A 20 años de la muerte de Jorge Porcel, el rey del doble sentido y el cómico más odiado por las vedettes

Este sábado 16 de mayo se cumplen 20 años de la muerte de Jorge Porcel, quien falleció en Miami a causa de un paro cardiorrespiratorio tras una operación de vesícula biliar. Su nombre fue, simultáneamente, uno de los más grandes y controversiales en la historia de la televisión argentina. Con un éxito descomunal durante las décadas del ’70, ’80 y parte de los ’90, Porcel construyó su carrera sobre un humor picaresco, grotesco físico y un constante juego sexual con las vedettes que lo rodeaban.

A 20 años de la muerte de Jorge Porcel, el rey del doble sentido y el cómico más odiado por las vedettes

Durante años, Jorge Porcel fue sinónimo de rating, cine popular y teatro de revistas. Sin embargo, con el paso del tiempo cambió la mirada sobre ese universo, y muchas de las mujeres que trabajaron con él terminaron cuestionando el trato recibido tanto arriba como debajo del escenario.

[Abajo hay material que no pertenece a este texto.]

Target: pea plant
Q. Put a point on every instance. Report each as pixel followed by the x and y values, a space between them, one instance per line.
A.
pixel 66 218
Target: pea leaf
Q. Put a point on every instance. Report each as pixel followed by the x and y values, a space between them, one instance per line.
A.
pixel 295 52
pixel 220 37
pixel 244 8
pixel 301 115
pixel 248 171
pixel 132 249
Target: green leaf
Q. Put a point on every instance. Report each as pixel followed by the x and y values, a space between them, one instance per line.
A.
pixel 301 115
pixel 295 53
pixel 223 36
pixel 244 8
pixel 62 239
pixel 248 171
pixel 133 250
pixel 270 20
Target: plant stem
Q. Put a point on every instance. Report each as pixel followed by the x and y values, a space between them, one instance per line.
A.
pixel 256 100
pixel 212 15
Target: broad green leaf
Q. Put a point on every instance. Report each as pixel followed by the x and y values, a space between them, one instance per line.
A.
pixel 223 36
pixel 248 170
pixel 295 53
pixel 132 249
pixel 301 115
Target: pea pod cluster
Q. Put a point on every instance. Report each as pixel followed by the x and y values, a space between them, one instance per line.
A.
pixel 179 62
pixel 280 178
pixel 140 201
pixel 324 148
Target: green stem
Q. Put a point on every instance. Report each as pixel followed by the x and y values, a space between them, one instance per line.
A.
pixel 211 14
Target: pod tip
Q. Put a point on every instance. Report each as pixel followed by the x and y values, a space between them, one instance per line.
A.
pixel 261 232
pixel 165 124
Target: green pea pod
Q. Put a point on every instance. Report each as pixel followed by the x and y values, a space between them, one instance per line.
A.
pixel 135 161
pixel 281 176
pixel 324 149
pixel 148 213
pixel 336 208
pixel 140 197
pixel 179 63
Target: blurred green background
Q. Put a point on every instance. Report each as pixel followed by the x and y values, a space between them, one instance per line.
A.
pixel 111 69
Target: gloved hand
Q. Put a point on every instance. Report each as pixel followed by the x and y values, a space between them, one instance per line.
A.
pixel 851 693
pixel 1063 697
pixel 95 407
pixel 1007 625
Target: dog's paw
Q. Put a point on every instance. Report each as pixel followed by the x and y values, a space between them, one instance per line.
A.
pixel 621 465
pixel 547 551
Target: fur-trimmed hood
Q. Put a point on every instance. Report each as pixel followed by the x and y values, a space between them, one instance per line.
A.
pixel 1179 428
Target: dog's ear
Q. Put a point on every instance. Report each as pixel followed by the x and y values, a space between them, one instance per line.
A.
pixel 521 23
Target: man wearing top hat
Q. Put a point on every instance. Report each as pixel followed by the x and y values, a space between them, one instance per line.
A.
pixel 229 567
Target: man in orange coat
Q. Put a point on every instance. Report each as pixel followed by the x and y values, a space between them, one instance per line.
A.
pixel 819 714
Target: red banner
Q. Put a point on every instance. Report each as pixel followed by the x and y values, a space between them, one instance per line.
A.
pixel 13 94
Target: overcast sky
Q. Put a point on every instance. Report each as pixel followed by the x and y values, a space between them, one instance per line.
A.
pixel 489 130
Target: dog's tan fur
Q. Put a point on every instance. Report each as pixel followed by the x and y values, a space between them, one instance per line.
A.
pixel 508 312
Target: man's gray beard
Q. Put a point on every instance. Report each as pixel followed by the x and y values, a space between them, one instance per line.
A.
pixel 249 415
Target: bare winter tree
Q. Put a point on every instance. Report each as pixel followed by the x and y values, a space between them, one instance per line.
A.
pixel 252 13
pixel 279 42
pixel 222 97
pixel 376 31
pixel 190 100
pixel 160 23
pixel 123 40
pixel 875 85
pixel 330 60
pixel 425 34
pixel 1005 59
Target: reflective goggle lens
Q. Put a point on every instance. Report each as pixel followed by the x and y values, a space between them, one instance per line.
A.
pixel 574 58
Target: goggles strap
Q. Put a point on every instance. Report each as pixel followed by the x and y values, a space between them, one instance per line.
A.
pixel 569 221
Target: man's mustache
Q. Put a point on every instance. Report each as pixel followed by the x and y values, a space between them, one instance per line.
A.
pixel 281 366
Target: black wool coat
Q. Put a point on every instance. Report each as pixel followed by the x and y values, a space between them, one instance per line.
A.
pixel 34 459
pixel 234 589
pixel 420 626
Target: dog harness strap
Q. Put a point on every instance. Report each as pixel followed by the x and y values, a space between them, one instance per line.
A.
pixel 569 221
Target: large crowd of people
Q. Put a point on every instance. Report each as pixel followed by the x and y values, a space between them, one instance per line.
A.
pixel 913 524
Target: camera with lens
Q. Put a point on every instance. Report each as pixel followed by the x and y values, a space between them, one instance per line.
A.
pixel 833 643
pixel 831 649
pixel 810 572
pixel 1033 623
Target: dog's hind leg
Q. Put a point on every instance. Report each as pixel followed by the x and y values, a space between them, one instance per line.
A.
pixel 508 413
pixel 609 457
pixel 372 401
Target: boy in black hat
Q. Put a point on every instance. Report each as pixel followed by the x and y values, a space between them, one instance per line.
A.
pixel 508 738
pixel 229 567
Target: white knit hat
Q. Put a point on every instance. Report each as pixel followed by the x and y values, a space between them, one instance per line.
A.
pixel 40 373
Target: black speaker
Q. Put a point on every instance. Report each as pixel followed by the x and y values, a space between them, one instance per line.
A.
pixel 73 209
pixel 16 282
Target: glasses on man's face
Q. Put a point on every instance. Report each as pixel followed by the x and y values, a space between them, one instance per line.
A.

Jorge Raúl Porcel, también conocido como De Peralta, hijo de madre siciliana y padre cordobés, nació el 7 de septiembre de 1936 en Buenos Aires. Antes de convertirse en “el Gordo” más famoso, trabajó como vendedor y empleado administrativo mientras buscaba consolidarse en el ámbito artístico con un humor callejero, ágil y repleto de imitaciones.

En 1958, realizaba personajes y sketches improvisados en un restaurante de Barracas, hasta que fue descubierto por el animador uruguayo Juan Carlos Mareco, quien, fascinado por su capacidad vocal, lo recomendó para incorporarse al año siguiente a *La Revista Dislocada*, el ciclo radial histórico creado por Délfor Dicásolo. Allí compartió elenco con figuras que luego serían íconos del espectáculo, como Carlitos Balá, Mario Sapag, Nelly Beltrán y Raúl Rossi. Ese fue el puntapié inicial de una carrera que, con el tiempo, lo volvió una verdadera máquina de éxitos populares.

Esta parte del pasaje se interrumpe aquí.